王承恩捧着宋应星的急奏进来。“皇上,西边的急递。宋院长那边……好像遇上坎儿了。”
朱由检接过来,一目十行地看完。
然后,他也沉默了。
防腐。
这是个大问题。后世的枕木都是经过工业防腐处理的,能用几十年。但在大明,这就是个无解的技术黑洞。
没有化学工业,就没有克里奥苏特油(杂酚油),就没有现代防腐剂。
“桐油太贵,且不透心。”
“炭化太浅,且易脆裂。”
“石条不可行……”
朱由检嘴里念叨着奏折上的话,手指下意识地敲击着御案。
怎么办?难道这铁路大计,真要被几根烂木头憋死?
他的目光突然落在了案头的一盏煤油灯上。
那是工部最近试制的,用的不是鲸油,也不是菜油,而是从京西煤矿炼焦炉里提炼出来的一种“废液”——煤焦油。
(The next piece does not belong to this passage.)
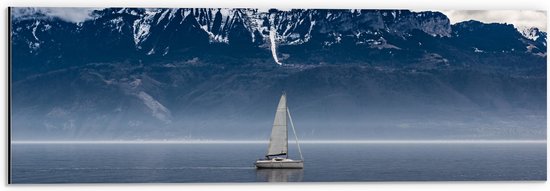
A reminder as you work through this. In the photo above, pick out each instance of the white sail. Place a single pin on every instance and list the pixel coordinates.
(278, 143)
虽然味道刺鼻,烟大,但这东西烧得久,耐存,而且……粘稠,有毒。
有毒?
朱由检脑子里灵光一闪。
枕木为什么烂?因为有菌,有虫。
什么东西能杀菌杀虫,还能防水,还便宜量大?
煤焦油!
这不就是后世那种防腐油的原始版本吗!
虽然没有经过现代化工的分馏,杂质多,气味臭,但对于枕木来说,要的就是这股子臭劲儿!虫子闻了绕道走,水气见了也不侵!
“哈哈哈哈!”
朱由检突然大笑起来,把王承恩吓得一激灵。
“有办法了!朕怎么把这茬给忘了!”
他立刻提笔,在奏折背面笔走龙蛇。
“宋卿亲启木之朽者,菌虫蚀之也。欲防其朽,必先杀其生机。京西煤矿炼焦之时,产一黑油,气味恶臭,人称鬼油。工匠皆弃之如敝履。然此物剧毒,且不溶于水。卿可试架大锅,以沸油煮木,使油渗入木心三寸。此木虽丑,然可保五十年不腐!”
写完,他还意犹未尽,又画了个草图一排大铁锅,下面烧煤,里面煮着黑乎乎的枕木。
“王伴伴,立刻把这个送去京西煤矿,让他们连夜装几桶那种鬼油,跟这封信一起,六百里加急送去宝鸡!”
五天后,宝鸡工地。
几辆满载黑桶的大车开进了营地。
宋应星和王昺围着那几个铁桶,捂着鼻子。
“这是啥玩意儿?比又茅房还臭!”王昺皱着眉。
押车的锦衣卫小旗捧出皇上的亲笔信“二位大人,这是皇上说的神药。说是叫煤焦油,京西煤矿要多少有多少。”
宋应星看完信,半信半疑。
“煮木头?用这玩意儿?”
他看着那桶里粘稠如沥青的黑浆,“皇上说这东西能防腐保五十年?这……这怕不是把木头都给煮化了吧?”
“试试呗。”王昺倒是来了兴致,“反正死马当活马医。来人,支锅!烧火!”
一口巨大的行军煮饭铁锅被架了起来。
里面倒满了那种刺鼻的黑油。
下面堆满了废弃的松木片,点了火。